(HOST) Commentator Geoff Shields is planning to spend a good part of the holiday weekend out by the pond.
(SHIELDS) It is spring and I love to spend time sitting by our pond in Guilford.
There is a rock, shaped like a chair which is a favorite vantage point.
The pond is clear and has large boulders on the east side and a little rock island toward the north. Cat tails on the west and south sides wave in the wind.
It is easy to understand why Thoreau chose to be a hermit next to Walden Pond rather than deep in the woods.
A pond in spring is filled with a thousand delights.

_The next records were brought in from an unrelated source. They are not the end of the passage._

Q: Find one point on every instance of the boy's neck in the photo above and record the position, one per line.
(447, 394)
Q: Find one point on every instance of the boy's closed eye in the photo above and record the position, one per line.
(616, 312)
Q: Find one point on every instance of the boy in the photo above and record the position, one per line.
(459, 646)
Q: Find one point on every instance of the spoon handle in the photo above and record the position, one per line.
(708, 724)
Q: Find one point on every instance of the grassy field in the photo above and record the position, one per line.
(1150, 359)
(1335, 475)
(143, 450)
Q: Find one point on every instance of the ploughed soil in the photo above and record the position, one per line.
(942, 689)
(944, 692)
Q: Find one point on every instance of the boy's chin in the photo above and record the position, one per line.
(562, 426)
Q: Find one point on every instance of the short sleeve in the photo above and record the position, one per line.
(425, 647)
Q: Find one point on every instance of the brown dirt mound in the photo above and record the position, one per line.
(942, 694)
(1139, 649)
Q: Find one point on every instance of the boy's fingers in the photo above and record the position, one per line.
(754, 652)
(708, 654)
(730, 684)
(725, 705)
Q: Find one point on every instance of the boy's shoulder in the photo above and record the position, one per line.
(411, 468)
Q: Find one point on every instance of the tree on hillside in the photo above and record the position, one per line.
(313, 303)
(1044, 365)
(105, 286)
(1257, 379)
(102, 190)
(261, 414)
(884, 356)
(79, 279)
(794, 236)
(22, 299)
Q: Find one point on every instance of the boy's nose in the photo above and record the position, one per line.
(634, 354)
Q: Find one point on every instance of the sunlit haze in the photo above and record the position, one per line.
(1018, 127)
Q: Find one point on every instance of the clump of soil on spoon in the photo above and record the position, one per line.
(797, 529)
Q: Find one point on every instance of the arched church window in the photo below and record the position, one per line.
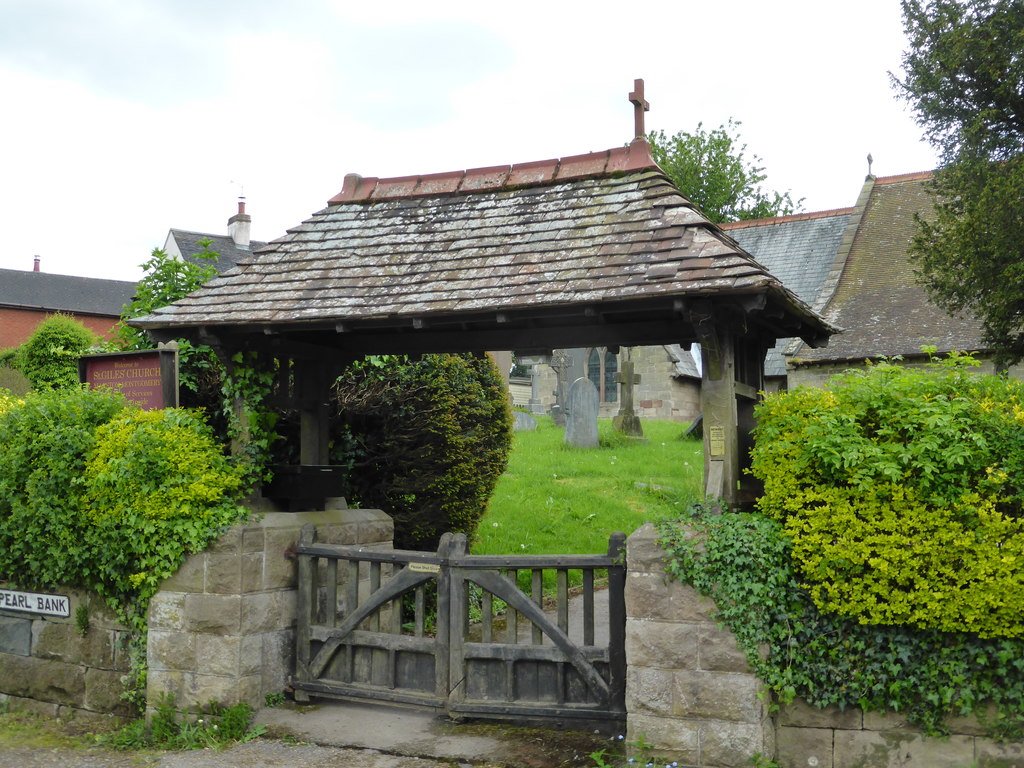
(602, 367)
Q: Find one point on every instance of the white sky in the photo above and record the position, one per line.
(120, 119)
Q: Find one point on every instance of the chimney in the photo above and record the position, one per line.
(238, 226)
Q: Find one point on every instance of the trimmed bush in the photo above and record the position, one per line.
(901, 492)
(49, 357)
(425, 440)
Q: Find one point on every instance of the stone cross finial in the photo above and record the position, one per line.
(640, 105)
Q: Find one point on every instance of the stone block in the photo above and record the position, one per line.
(223, 573)
(649, 596)
(887, 721)
(671, 738)
(218, 654)
(215, 614)
(188, 578)
(228, 543)
(719, 650)
(253, 539)
(167, 610)
(42, 679)
(65, 643)
(171, 650)
(802, 715)
(989, 754)
(102, 691)
(266, 611)
(893, 749)
(805, 747)
(662, 644)
(718, 695)
(15, 635)
(252, 572)
(732, 744)
(642, 551)
(649, 690)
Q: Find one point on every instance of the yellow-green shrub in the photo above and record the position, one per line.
(901, 492)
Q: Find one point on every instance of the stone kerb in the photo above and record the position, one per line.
(52, 666)
(222, 629)
(689, 691)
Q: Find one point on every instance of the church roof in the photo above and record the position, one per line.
(228, 254)
(64, 293)
(599, 235)
(801, 251)
(881, 306)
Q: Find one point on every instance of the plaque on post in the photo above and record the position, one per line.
(147, 378)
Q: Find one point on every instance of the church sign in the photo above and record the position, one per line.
(33, 602)
(150, 379)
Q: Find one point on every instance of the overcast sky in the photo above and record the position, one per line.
(124, 118)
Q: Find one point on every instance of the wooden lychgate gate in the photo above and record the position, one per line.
(510, 637)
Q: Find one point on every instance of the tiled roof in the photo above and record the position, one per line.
(64, 293)
(878, 302)
(227, 253)
(595, 228)
(800, 250)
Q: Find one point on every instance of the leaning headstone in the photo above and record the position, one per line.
(523, 422)
(627, 420)
(560, 363)
(581, 416)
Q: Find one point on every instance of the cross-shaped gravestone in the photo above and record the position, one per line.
(627, 421)
(640, 105)
(561, 361)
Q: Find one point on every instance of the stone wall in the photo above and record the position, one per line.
(51, 666)
(692, 696)
(688, 689)
(223, 627)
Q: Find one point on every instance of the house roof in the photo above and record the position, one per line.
(64, 293)
(228, 254)
(587, 242)
(878, 301)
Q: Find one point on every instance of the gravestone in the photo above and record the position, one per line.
(561, 361)
(581, 417)
(523, 422)
(626, 420)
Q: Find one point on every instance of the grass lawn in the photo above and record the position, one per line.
(558, 500)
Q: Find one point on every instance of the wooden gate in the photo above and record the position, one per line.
(514, 637)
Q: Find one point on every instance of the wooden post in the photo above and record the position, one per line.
(718, 403)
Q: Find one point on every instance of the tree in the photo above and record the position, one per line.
(712, 170)
(964, 76)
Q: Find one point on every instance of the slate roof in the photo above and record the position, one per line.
(879, 303)
(228, 253)
(64, 293)
(605, 228)
(801, 251)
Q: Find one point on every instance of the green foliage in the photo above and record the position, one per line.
(426, 440)
(901, 491)
(209, 727)
(167, 279)
(964, 77)
(712, 169)
(96, 495)
(49, 356)
(743, 562)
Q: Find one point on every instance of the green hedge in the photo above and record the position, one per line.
(901, 492)
(98, 495)
(425, 440)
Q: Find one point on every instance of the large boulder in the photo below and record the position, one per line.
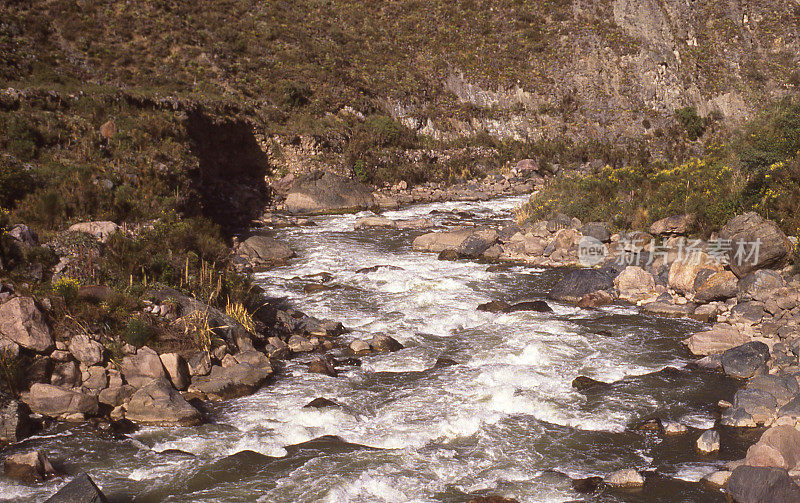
(677, 225)
(385, 343)
(717, 340)
(720, 285)
(756, 243)
(177, 369)
(683, 272)
(85, 350)
(142, 367)
(778, 447)
(635, 284)
(81, 489)
(28, 467)
(745, 360)
(468, 242)
(325, 192)
(575, 284)
(15, 422)
(23, 323)
(263, 251)
(753, 484)
(224, 383)
(159, 403)
(54, 401)
(100, 230)
(759, 285)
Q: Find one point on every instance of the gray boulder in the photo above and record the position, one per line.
(23, 323)
(597, 230)
(85, 350)
(159, 403)
(774, 249)
(743, 361)
(15, 422)
(81, 489)
(54, 401)
(143, 367)
(752, 484)
(263, 251)
(177, 369)
(575, 284)
(676, 225)
(224, 383)
(325, 192)
(28, 466)
(759, 285)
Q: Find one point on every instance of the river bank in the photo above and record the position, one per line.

As day breaks, the mother deer and her spotted fawn come to water’s edge for a drink – the apple trees at the shore, in full blossom, are reflected white in the crystal water.
The fish rise to collect the latest insect hatch. The mallards arrive – always, it seems, in couples: the handsome green necked male and his dappled brown mate.
The newts and salamanders hang suspended a foot or two below the water’s surface.
The heron swoops in on long wings to pond’s edge to wade about in search of frogs. As the heron departs it must fly up in a corkscrew pattern to avoid the trees as it gains altitude.
The frogs are quick and mostly escape – but reemerge at dusk to give a symphony. Each type of frog has a different song, and as they all chime in the sound grows louder and louder and eventually seems unbroken.
The swallows and bats come out at dusk to sweep low over the pond collecting black flies and other delicacies to build their strength.
As night settles, the moon reflects on the pond, and I set off to sleep, a happy man.